Cruz has denounced the executive branch for deferring the deportation of certain young people who were brought into the country illegally as children. He is against the Senate’s 13-year pathway to citizenship for the undocumented. As all of these people can never, and will never, be deported, we must conclude either that Cruz is delusional or that he is content with the status quo. Indeed, perhaps the status quo permits opportunists like him to pander to the worst instincts in American politics.

Of course, in that respect he is far from alone in the GOP.

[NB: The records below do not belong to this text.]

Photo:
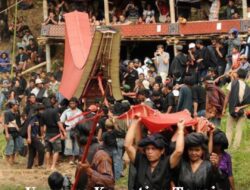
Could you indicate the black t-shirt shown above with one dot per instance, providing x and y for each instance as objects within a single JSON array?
[
  {"x": 9, "y": 118},
  {"x": 156, "y": 180},
  {"x": 131, "y": 78},
  {"x": 199, "y": 96},
  {"x": 50, "y": 118},
  {"x": 169, "y": 100}
]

Boehner is going to have his hands full keeping Cruz and his fellow Tea Partiers from upsetting the push for immigration reform. Look for more sterling displays of courage from Boehner in the fight ahead. He has already indicated that he doesn’t favor a massive bill like the Senate has proposed but desires a more piecemeal approach to reform instead.

Yet, outside of Washington, a consensus is growing for comprehensive reform. Previously antagonistic groups have aligned behind the idea of a massive overhaul to the nation’s immigration laws and procedures. That includes some influential conservative groups, such as the U.S. Chamber of Commerce.

The U.S. immigration system is a notoriously convoluted and kludgy bureaucracy, and it badly needs reform. Oddly enough, there are some in U.S. government who are unconcerned with its problems, and their only interest in the issue is as a stage upon which to act out a morality play. One of these politicians is Ted Cruz, and, unfortunately, we might as well get ready for Act II of his drama.